Wonderful experience of Co-Creation at the Dell’Arte physical theatre school in Blue Lake. And we’re in preparation for our Eastern tour are galloping apace—see the schedule. Still a few open dates.

From Elizabeth…

For the trip back from Boulder at the top of July, I provided us with a take-along dinner to give us some comfort on the first day’s drive (900 miles is a long haul), and we stopped at Delta, Utah, for our picnic. This little town has created a pretty green park in its midst, complete with a climbable waterfall and a tiny stream. In the midst of alkali flats and murky wildfires, it was a joy, and we settled ourselves on a big concrete park bench to enjoy our meal.

Hours later, at a truck stop gas-up, I discovered that I didn’t have my bag. Wallet. Cell-phone. Money. Credit cards. Prius key (a $300 item). No idea where I’d left it.

After panicking, I zeroed in on the image that I’d had the bag when we roosted on the bench in Delta, and I remembered a municipal building facing the park that said, “Sheriff.” I sweet-talked the gas attendant to lend me his smart phone, Googled the appropriate county, and called the sheriff’s office. Hallelujah! They’d found the bag under the bench, and had logged its contents—nothing missing. They asked me to call them from home to verify my mailing address, and they’d send it.

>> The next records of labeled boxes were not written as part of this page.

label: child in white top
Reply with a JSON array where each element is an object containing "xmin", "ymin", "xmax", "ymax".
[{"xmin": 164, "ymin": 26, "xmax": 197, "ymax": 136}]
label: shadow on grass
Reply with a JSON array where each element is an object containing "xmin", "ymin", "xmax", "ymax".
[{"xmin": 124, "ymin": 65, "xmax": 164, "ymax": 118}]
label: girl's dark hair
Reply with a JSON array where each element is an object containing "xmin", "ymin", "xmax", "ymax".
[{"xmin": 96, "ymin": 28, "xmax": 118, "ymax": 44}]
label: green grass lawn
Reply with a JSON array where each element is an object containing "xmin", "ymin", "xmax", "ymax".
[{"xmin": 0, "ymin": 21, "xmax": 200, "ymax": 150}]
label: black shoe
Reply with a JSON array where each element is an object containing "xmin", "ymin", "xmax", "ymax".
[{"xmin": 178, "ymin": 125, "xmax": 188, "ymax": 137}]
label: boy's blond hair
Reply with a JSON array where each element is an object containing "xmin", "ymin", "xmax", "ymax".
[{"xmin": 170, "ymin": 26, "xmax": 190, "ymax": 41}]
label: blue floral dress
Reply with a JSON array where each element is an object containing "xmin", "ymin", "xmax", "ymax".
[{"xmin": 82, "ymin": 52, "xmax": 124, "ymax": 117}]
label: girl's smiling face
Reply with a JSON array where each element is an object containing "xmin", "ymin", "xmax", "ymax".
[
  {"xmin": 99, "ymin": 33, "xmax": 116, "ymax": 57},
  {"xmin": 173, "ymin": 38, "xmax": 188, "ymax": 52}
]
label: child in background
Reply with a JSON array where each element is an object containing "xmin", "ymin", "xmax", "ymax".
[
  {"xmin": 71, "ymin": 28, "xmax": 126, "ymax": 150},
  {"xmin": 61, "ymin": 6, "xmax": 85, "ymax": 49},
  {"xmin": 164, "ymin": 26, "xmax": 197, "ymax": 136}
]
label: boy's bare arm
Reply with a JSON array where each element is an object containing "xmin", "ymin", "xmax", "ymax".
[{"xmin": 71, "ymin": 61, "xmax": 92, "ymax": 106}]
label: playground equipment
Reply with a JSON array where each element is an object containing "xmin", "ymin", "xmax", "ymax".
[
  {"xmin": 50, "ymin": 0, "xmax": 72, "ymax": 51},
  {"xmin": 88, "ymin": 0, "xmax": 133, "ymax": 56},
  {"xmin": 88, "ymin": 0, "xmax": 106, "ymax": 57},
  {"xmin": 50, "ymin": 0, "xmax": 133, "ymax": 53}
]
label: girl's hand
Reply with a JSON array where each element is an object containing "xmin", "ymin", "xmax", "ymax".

It arrived on a Saturday, and though the postage was $15, when I called to say it had arrived they wouldn’t let me pay it. I emailed the sheriff’s office to ask if I might make a donation to the local firefighters’ fund in thanks, but the response was that my writing was thanks enough.

Sunday at our ritual coffee stop, Hardcore Espresso, I was telling this heart-warming story to Molly, the proprietor, who was sitting with another regular patron, Bill Fowler. Molly looked at Bill, and they exploded with laughter. Molly said, “Everybody at Hardcore knows about your purse.”

Before we’d left, we had made a last-minute post on a community bulletin board offering some free used deck boards and gave our cell number. Several calls came in, and the last one just hit voice-mail. So when the Sheriff’s department had found the bag, they tried to locate me by calling the last incoming number on the cell phone, which happened to be the last guy who’d called about the boards; he happens to have a heavy Swiss-German accent, and heard “Fuller” as “Fowler.” So he called Bill Fowler, one of his friends, to report that his wife’s purse had been found in Delta, Utah.

Nobody could make any sense out of this, until I got home and told my story. Hopefully this redeemed Bill’s wife’s reputation.

Other Projects…

Proceeding as usual. Most important, perhaps, is harvesting the vast droppings of our apple tree.

Part into apple sauce, part into dried apples, which crisp up fine in the oven that Elizabeth just repaired.